Find multi-line text & replace it, using regex, in shell script - regex

I am trying to find a pattern of two consecutive lines, where the first line is a fixed string and the second has a part substring I like to replace.
This is to be done in sh or bash on macOS.
If I had a regex tool at hand that would operate on the entire text, this would be easy for me. However, all I find is bash's simple text replacement - which doesn't work with regex, and sed, which is line oriented.
I suspect that I can use sed in a way where it first finds a matching first line, and only then looks to replace the following line if its pattern also matches, but I cannot figure this out.

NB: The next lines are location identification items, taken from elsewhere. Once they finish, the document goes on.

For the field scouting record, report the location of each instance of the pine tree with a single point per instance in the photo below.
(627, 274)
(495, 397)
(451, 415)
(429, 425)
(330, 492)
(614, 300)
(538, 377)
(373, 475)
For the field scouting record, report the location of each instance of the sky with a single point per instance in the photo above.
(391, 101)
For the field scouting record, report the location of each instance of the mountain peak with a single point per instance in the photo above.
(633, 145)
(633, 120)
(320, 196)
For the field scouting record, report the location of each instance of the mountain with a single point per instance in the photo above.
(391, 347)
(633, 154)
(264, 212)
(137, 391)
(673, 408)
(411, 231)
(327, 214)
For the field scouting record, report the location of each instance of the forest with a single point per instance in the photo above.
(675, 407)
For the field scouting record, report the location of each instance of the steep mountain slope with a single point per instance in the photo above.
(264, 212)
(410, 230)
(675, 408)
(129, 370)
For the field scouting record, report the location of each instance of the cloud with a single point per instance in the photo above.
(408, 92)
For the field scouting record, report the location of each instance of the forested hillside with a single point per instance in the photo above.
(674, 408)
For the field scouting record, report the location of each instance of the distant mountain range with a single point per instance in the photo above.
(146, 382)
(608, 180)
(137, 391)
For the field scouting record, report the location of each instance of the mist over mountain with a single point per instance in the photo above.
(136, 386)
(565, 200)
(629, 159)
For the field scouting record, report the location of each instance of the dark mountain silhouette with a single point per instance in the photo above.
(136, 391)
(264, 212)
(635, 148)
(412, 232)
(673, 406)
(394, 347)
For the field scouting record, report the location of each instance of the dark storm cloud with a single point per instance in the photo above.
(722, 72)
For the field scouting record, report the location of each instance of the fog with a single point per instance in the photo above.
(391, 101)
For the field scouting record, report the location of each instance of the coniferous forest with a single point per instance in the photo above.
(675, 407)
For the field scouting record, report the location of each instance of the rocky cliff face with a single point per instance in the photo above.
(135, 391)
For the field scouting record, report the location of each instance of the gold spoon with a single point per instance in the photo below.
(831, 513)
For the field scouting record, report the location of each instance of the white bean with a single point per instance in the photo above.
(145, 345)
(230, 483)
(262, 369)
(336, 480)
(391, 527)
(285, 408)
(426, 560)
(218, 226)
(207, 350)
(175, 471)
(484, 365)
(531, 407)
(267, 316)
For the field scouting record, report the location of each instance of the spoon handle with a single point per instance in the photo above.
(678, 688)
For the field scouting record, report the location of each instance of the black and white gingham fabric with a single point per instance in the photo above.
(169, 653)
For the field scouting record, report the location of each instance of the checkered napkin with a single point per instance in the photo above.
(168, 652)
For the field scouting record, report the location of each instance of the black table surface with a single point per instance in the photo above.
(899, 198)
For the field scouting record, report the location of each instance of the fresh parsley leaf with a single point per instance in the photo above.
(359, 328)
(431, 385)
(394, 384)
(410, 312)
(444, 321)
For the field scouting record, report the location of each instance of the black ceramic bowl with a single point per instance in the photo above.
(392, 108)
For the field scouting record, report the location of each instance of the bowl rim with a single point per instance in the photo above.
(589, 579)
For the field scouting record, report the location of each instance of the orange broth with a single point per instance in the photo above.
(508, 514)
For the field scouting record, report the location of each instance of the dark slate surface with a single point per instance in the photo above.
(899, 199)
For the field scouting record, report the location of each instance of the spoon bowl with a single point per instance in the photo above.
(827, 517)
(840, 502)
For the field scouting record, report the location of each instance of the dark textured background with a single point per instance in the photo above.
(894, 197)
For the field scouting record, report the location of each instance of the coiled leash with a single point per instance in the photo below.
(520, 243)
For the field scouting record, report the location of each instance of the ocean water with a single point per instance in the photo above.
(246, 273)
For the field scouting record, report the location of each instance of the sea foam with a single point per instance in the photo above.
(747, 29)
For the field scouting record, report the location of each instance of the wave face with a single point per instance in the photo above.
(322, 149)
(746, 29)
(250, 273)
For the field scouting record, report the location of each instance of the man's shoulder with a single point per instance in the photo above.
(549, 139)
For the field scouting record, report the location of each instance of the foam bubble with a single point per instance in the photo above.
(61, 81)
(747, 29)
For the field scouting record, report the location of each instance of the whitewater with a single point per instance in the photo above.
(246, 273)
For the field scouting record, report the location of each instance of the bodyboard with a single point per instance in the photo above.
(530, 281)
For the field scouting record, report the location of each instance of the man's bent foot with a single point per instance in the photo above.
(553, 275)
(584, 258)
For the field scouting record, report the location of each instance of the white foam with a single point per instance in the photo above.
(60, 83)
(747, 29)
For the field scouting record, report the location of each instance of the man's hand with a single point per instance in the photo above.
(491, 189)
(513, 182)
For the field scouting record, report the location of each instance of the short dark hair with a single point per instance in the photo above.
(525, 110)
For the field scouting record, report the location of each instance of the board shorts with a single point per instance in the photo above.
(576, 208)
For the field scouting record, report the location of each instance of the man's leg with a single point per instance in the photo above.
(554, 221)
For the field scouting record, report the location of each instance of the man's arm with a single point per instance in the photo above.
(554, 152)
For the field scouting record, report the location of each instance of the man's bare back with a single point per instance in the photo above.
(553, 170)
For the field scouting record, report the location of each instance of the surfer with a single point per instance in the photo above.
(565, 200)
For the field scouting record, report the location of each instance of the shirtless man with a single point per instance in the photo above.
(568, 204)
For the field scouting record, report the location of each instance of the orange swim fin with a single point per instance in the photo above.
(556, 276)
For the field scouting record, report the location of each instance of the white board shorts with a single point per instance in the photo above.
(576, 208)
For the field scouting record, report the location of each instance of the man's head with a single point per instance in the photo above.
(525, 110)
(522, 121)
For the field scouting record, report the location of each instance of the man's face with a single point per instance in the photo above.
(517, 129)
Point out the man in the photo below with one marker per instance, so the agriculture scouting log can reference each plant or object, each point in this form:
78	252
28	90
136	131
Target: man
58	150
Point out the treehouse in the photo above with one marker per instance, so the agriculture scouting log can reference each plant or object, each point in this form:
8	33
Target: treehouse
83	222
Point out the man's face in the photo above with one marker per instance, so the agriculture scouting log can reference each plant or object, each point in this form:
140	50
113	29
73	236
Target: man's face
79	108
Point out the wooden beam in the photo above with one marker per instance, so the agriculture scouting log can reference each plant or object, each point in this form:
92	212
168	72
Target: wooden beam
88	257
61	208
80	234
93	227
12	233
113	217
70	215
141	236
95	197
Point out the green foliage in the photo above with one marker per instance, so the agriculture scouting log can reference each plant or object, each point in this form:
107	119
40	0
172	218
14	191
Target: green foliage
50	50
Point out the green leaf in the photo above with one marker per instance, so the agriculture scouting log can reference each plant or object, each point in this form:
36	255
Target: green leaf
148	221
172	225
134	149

Or are there other tools present on macOS that would let me do a regex-based search-and-replace over an entire file or a string? Maybe with Python (v2.7 and v3 is installed)?
Here's a sample text and how I like it modified:
keyA
value:474
keyB
value:474 <-- only this shall be replaced (follows "keyB")
keyC
value:474
keyB
value:474
Now, I want to find all occurances where the first line is "keyB" and the following one is "value:474", and then replace that second line with another value, e.g. "value:888".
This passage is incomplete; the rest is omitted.